We were told to be quiet.

We were told it was not our place to attempt to affect change in the community that affects us most.

We were told to tear our protest posters down.

True, we couldn’t directly affect UFT decisions, but don’t citizens of cities and states and countries have the right to affect the votes and processes of elected officials? Aren’t we supposed to refuse to accept “no” for an answer when those in power tell us to stay away and shut up? The UFT may have the right to do whatever it wants with SBO votes, but knowing how sincerely students would have wanted to be involved in this process, it could have consulted the SU Board in an official capacity. Now members of the SU Board and their constituents rightly feel that the SU is little more than a game of make believe in which students are given the illusion of power and influence.
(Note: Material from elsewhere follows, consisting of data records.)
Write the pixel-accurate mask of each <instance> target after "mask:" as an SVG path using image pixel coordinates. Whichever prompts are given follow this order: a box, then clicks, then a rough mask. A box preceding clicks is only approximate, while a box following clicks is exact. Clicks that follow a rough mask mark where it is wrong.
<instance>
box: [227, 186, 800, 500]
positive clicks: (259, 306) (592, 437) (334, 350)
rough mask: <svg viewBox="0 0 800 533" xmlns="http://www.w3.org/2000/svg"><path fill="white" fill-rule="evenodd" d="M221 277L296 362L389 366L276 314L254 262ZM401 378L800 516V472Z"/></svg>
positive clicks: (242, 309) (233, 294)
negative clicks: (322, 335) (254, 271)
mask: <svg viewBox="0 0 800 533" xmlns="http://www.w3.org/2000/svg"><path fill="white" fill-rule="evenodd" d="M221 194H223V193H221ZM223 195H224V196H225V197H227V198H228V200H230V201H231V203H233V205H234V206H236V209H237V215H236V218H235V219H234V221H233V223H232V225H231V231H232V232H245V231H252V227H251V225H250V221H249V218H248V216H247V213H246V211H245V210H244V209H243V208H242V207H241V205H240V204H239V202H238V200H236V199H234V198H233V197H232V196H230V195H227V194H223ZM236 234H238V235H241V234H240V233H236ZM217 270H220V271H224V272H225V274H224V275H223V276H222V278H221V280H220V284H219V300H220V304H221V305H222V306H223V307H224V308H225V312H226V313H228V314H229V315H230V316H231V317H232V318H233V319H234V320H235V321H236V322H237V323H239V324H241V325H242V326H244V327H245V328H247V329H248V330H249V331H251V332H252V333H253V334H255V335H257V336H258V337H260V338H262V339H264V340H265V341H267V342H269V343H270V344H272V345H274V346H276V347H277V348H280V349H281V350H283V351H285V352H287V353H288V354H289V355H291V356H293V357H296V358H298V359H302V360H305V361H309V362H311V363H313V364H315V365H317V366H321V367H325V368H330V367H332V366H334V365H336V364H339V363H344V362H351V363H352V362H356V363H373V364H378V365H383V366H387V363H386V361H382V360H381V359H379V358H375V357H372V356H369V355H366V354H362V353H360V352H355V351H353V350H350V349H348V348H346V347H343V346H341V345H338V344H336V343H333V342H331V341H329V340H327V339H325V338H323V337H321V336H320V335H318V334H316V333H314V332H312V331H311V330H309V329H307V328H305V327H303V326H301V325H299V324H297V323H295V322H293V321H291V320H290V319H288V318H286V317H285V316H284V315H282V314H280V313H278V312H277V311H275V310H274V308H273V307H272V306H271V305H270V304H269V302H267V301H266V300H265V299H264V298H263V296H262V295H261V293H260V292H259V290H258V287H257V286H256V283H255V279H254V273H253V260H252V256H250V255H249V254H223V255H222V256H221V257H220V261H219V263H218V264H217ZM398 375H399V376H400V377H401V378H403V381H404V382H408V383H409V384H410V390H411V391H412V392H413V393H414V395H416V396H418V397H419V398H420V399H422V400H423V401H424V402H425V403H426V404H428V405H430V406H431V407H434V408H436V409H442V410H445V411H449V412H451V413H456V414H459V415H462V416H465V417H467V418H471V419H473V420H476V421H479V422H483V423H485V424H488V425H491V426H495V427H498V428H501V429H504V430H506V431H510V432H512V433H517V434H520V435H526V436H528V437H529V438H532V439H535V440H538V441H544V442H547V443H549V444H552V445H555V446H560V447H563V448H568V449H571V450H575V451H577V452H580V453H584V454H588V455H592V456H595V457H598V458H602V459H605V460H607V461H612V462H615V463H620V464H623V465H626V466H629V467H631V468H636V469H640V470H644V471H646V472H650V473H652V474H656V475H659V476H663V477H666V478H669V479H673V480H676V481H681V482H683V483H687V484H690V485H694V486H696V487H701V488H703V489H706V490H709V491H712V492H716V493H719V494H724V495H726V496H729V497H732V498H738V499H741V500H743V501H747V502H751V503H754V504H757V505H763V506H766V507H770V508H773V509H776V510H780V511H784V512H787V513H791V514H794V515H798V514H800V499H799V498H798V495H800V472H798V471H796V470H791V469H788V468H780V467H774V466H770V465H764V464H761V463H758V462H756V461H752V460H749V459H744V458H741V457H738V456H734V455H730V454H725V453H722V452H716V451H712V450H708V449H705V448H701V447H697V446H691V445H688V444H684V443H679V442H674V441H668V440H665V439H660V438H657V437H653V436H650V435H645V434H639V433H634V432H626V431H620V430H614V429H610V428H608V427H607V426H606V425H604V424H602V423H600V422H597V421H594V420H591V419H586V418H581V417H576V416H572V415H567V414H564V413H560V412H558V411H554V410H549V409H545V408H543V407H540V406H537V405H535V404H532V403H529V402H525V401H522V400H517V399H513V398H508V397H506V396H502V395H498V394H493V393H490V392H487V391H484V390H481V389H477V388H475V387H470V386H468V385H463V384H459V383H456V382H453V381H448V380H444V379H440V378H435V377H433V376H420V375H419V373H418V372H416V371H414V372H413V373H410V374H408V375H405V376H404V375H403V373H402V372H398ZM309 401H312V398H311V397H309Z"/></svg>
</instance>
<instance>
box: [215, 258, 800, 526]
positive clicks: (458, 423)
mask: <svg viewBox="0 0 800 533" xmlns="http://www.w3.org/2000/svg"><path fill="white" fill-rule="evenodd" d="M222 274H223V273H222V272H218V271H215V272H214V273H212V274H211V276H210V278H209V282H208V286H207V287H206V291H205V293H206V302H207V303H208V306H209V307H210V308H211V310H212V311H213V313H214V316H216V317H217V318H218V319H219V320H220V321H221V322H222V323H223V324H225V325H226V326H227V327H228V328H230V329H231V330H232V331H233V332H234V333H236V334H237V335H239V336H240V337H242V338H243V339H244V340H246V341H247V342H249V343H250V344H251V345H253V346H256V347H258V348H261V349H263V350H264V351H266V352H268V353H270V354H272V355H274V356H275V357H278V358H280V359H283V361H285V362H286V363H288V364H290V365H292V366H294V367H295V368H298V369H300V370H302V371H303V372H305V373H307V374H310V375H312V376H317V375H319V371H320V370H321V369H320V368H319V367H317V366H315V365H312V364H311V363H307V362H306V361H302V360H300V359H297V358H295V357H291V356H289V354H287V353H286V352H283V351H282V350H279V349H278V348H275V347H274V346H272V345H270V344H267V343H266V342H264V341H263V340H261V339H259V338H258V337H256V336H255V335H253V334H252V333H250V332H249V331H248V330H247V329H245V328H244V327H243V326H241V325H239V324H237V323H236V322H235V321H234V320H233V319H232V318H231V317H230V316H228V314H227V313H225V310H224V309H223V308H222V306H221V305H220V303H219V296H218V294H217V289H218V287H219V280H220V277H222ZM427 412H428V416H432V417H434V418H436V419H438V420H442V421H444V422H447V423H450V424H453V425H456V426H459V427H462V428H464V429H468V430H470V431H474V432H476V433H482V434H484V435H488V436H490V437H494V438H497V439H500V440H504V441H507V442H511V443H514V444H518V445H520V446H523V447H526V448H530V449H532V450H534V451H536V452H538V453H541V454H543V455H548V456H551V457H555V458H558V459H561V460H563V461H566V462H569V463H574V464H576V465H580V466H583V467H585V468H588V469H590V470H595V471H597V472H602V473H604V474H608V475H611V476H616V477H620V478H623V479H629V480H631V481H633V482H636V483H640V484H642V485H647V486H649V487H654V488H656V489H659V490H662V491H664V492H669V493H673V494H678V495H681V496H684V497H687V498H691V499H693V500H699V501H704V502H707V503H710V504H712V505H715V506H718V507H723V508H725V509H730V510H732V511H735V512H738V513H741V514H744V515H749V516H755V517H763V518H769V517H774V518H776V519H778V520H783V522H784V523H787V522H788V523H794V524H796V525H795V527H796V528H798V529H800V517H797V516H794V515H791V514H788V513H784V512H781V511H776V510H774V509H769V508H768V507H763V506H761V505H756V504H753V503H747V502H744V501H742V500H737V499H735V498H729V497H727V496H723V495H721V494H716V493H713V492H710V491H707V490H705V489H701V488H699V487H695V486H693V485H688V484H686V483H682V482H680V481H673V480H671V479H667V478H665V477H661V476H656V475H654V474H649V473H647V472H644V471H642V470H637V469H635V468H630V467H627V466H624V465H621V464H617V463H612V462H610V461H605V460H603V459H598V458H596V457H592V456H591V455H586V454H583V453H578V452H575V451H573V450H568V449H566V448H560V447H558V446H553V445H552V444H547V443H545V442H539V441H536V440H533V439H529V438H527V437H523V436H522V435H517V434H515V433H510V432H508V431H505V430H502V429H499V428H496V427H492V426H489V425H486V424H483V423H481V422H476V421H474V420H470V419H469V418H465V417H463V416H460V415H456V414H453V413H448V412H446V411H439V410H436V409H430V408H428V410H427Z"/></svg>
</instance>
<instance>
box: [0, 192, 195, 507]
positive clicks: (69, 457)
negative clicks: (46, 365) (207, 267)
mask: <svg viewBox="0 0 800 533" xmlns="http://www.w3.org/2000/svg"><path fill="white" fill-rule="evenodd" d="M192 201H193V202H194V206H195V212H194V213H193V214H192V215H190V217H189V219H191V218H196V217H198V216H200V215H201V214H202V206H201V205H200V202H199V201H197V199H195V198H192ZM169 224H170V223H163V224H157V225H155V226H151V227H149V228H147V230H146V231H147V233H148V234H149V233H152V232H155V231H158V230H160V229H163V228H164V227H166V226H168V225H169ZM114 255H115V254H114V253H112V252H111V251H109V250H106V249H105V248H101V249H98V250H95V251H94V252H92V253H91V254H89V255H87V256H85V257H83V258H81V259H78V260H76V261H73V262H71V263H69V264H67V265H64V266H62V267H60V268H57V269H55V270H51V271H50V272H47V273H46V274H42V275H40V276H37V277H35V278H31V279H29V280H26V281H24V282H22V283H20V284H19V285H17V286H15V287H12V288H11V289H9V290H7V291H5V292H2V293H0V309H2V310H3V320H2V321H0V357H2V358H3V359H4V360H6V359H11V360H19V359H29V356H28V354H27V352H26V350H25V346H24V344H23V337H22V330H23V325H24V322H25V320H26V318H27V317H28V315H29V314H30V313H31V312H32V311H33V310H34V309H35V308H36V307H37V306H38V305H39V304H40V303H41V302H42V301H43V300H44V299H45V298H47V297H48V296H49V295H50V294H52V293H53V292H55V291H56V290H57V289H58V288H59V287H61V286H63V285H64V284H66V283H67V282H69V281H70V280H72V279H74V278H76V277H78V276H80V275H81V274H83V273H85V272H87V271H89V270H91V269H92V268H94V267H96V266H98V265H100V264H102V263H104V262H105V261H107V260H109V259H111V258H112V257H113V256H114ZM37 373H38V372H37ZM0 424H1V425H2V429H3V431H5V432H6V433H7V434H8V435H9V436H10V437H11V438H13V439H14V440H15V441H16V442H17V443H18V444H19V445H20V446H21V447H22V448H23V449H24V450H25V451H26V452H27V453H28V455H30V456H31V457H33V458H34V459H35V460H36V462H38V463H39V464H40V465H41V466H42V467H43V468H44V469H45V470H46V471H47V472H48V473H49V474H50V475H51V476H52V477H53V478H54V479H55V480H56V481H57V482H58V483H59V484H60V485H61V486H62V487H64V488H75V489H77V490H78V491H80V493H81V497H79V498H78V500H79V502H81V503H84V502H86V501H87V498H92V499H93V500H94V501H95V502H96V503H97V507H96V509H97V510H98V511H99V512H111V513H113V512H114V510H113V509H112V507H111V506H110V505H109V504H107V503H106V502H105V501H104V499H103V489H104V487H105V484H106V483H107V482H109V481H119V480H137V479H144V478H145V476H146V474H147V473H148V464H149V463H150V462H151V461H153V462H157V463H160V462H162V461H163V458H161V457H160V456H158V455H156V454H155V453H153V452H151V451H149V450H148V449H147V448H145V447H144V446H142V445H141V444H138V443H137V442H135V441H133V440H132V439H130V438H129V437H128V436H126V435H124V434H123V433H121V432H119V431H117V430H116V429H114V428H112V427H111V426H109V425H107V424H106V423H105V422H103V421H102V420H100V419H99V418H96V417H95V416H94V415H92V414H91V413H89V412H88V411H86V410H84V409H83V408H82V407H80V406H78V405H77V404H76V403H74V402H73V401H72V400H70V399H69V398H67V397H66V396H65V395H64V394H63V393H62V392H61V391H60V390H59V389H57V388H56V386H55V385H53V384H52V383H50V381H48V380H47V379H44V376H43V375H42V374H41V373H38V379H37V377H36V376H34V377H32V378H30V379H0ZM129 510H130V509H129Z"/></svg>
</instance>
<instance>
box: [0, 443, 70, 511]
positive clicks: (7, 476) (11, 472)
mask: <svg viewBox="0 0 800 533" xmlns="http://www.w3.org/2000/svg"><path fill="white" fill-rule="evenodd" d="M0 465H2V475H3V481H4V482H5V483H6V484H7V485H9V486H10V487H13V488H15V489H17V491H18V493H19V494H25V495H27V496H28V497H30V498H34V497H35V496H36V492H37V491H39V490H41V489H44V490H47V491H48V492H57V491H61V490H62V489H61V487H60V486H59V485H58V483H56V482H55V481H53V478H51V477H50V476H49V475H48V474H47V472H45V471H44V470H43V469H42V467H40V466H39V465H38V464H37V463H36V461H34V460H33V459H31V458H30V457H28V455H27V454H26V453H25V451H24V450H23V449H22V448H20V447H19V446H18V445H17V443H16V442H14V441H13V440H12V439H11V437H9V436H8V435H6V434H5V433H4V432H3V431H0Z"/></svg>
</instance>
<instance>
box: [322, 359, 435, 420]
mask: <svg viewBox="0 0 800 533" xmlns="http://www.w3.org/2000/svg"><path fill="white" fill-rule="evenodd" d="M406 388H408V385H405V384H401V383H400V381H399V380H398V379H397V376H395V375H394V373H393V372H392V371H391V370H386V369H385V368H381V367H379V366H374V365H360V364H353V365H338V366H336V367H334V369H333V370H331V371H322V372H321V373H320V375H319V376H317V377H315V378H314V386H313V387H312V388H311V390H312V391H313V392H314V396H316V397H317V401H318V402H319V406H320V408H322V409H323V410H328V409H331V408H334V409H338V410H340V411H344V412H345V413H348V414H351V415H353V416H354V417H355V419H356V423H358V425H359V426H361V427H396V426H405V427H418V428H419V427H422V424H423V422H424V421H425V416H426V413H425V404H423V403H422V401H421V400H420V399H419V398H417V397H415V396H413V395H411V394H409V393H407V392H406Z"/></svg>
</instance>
Why wouldn’t the UFT consult the students if teachers truly believed in teaching us to take part in such processes? Why are teachers probably laughing at the very idea of consulting us?

Some teachers claimed that our brief tenure at Townsend Harris, compared to the years many teachers spend at the school, nullifies our right to join in the process. If anything, the brief time we spend here should give us more of a voice: these are the only four years we spend as high school students, and many of us came here because of the unique schedule and what enrichment had to offer. We deserve a voice, and teachers should be proud rather than angry or offended that we demand one: it is their teaching of the Ephebic philosophy that has inspired us to be so desirous to join in the process of shaping our community. But that pride would be meaningless unless it were backed by actual opportunities for students to voice their concerns.

Many students feel angry and betrayed by this hypocrisy.

What angers us more, however, is that we have been given biased and partial information from teachers. Though many teachers did not devote class time to the schedule drama, we surveyed students during lunch bands and compiled a list of those teachers that did.  The list is long and features teachers across departments.

We have to wonder why teachers would choose to confide in us if the dispute was supposed to be kept under lock and key–if it truly was none of our business.

In the wake of these class discussions, many students became defensive and protective of the teachers that they care about. Certain teachers were vilified and singled out as “for” or “against” enrichment. Teachers did not seem to realize that for many students such vitriol between departments does more than rile us up about scheduling issues: it’s hurtful. With the magnitude of interdepartmental tension resulting from this conflict, Townsend Harris ceases to be the inviting and harmonious community it once was.

As the Classic editorial staff, we experienced particular difficulty in trying to accurately report on this issue. When we learned about it, we became eager to roll up our journalistic sleeves, find out the truth and impart it to our fellow students. Many of the same teachers we knew devoted class time to their anger suddenly clammed up when we asked them to go on the record with their opinions. Some turned and fled from us when word spread that we were planning to publish a story on the schedule. Others became incensed that we were daring to write a story before the decision was made final, completely undermining (or willfully ignoring) the job of a newspaper. Is the New York Times only allowed to publish an election article after a president is elected?

Looking over this whole affair, we see one glaring contradiction: teachers made this story our business and then told us it was none of our business.  “Don’t worry,” everyone condescended,  “It will be fine. Townsend Harris is great no matter what”–as if a name is all that is required to earn greatness.

But if the argument is that we shouldn’t have had a say in this matter because we ‘children’ had to let the ‘adults’ do this important work privately, then perhaps the adults in this situation should have acted less like children. If the input of students would have only made things worse, we have to ask: how could it be worse? The results of the teachers’ efforts are clear: a divided faculty, a crestfallen student body and a schedule that few people in the community believe will make this school “greater than anyone found it.”